Ей встретилась девочка.
— Дочка, где здесь коммуна помещается?
— Здесь все коммуна, — беззаботно ответила та и, прыгая через веревочку, побежала дальше.
Тогда старушка остановила взрослого прохожего.
— Ты в коммуне, бабушка, — ответил тот ей.
«Господи, какой народ бестолковый», подумала она. Ей нужна коммуна, в которой содержатся жулики. А здесь кругом — светлые, богатые дома.
— А тебе, бабушка, кого нужно-то?
— Михайлова Николая.
— У нас два Михайлова и оба Николая. Тебе какого — клубника или трикотажника?
— Каторжника, каторжника, — обрадовалась старушка: она была чуть глуховата.
— Каторжников у нас нет, старая. Я тебя спрашиваю: клубника или трикотажника?
— У моего-то брат Константин есть, тоже карманник, — пояснила старушка.
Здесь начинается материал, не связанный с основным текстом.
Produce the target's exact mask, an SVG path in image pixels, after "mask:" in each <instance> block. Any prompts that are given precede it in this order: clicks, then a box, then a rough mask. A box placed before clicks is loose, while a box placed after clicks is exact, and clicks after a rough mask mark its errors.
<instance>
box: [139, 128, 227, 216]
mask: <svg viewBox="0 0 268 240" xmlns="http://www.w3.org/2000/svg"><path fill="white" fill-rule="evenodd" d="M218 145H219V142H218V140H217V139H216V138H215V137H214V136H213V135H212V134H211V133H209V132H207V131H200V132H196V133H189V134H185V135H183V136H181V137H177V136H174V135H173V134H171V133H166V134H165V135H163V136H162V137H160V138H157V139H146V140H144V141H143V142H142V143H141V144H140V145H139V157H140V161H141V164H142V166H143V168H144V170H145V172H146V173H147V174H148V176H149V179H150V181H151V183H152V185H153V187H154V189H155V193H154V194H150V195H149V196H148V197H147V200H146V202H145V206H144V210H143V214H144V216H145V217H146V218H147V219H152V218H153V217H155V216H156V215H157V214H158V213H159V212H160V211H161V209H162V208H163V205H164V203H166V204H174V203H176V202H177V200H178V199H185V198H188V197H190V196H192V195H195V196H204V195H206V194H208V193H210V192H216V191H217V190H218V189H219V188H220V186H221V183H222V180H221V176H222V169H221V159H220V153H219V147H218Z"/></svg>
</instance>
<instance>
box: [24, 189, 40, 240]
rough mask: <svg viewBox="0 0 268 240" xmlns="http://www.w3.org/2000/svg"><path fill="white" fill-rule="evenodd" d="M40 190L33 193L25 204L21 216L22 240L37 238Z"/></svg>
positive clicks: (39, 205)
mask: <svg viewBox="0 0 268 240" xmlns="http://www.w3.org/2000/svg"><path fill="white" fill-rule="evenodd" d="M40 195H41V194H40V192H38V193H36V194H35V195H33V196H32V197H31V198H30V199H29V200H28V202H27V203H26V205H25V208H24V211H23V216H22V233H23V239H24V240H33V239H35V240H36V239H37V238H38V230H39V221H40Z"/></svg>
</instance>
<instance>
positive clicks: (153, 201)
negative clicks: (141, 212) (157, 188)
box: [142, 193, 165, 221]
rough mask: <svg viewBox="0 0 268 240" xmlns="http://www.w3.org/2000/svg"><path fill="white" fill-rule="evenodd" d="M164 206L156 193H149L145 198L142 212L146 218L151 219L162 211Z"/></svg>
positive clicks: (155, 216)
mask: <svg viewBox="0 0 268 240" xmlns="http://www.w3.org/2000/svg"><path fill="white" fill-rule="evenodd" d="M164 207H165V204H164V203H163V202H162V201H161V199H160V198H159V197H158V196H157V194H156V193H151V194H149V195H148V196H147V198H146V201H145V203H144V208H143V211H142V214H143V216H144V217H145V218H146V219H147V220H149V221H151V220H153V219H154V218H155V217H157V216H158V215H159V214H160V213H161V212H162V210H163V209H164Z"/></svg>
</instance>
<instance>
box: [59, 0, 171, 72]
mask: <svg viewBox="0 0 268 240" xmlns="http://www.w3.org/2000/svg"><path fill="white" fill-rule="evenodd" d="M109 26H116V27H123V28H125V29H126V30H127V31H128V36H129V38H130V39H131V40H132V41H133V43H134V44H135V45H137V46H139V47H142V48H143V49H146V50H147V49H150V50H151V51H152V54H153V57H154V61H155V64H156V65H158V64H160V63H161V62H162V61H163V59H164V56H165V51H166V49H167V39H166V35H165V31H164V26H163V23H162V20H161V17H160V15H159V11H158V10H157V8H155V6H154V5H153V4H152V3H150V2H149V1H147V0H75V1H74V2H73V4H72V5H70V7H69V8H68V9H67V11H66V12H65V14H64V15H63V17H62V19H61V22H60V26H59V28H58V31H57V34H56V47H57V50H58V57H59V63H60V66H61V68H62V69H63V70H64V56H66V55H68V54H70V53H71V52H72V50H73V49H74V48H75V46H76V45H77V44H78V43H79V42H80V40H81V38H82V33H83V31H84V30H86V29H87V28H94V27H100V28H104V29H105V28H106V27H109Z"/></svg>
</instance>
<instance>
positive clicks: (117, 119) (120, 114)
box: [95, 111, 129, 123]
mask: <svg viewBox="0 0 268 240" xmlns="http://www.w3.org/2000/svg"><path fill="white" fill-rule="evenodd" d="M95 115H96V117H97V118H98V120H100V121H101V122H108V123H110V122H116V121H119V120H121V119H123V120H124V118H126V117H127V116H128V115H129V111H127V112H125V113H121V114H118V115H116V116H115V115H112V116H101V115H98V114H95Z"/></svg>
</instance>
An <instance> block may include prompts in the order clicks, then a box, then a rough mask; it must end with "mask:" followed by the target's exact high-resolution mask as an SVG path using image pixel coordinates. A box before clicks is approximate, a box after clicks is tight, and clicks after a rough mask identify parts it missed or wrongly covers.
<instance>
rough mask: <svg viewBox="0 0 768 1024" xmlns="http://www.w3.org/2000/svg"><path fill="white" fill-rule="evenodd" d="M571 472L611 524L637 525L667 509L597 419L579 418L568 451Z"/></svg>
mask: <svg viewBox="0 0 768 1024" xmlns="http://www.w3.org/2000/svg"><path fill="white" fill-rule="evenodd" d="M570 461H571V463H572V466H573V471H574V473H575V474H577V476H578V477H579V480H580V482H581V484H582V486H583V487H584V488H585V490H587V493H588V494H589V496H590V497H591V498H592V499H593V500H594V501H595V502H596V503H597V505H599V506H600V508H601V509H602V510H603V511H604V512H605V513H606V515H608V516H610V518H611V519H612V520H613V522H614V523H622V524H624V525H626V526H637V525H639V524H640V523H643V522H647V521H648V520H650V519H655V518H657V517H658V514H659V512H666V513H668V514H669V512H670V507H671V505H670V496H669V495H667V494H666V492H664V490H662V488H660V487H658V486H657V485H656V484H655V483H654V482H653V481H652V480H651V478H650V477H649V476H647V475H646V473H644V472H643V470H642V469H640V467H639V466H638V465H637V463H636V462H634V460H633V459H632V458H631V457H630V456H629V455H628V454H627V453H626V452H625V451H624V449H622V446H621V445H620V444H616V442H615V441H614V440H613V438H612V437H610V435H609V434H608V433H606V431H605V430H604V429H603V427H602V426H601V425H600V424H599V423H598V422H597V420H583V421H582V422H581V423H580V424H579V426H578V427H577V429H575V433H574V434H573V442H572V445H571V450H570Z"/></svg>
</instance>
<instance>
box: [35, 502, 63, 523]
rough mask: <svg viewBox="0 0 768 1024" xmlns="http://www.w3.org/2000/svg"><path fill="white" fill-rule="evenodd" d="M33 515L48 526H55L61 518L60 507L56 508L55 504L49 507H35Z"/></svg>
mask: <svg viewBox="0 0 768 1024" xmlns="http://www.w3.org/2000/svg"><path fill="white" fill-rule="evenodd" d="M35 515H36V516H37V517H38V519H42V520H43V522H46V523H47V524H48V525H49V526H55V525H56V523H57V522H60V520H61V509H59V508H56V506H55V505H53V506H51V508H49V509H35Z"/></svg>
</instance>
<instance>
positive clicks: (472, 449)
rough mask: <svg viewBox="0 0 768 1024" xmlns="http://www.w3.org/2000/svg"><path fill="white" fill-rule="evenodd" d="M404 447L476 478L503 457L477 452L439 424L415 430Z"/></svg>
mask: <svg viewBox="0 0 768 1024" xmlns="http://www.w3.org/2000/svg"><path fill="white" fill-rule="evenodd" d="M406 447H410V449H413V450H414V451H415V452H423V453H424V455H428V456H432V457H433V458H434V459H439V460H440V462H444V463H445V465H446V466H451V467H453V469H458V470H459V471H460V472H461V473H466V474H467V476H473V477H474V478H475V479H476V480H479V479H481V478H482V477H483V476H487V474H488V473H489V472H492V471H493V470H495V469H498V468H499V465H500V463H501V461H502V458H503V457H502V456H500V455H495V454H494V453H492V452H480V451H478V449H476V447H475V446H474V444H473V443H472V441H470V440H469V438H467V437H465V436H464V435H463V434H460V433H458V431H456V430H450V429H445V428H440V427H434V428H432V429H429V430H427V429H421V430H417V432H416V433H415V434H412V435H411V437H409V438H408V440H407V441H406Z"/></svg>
— Ну, значит, клубника! — радостно заключил парень. — Ты мать ему?
— Мать, сынок.
— Посиди здесь. Я тебе его сейчас пришлю.
Через несколько минут в клубе коммуны раздался телефонный звонок, и Николай узнал, что к нему приехала мать.
В его жизни мать не занимала большого места. Он вспоминал о ней и чувствовал ее любовь и заботы только тогда, когда садился в тюрьму. Она приходила к нему на свидание и приносила то махорки, то несколько сухих селедок, и брала в стирку его белье. В его памяти жило лицо, с глубокой скорбью и нежностью заглядывавшее за тюремную решотку. Их свидания обычно проходили в молчании. Лишь изредка мать, как бы очнувшись от каких-то сокровенных дум, неожиданна скажет:
— Видно, ты у меня никогда не образумишься, Коля.
Теперь Коля шел в белом костюме. Его лицо и шея покрыты загаром. Увидев сына, мать оробела:
— Коля, это ты?
— Я, мать.
Это свидание с сыном в сквере, обильном цветами, под огромным синим небом сделало ее счастливой. И она сняла с головы черную косыночку и закрыла ею глаза. На свиданиях в тюрьме она никогда не плакала.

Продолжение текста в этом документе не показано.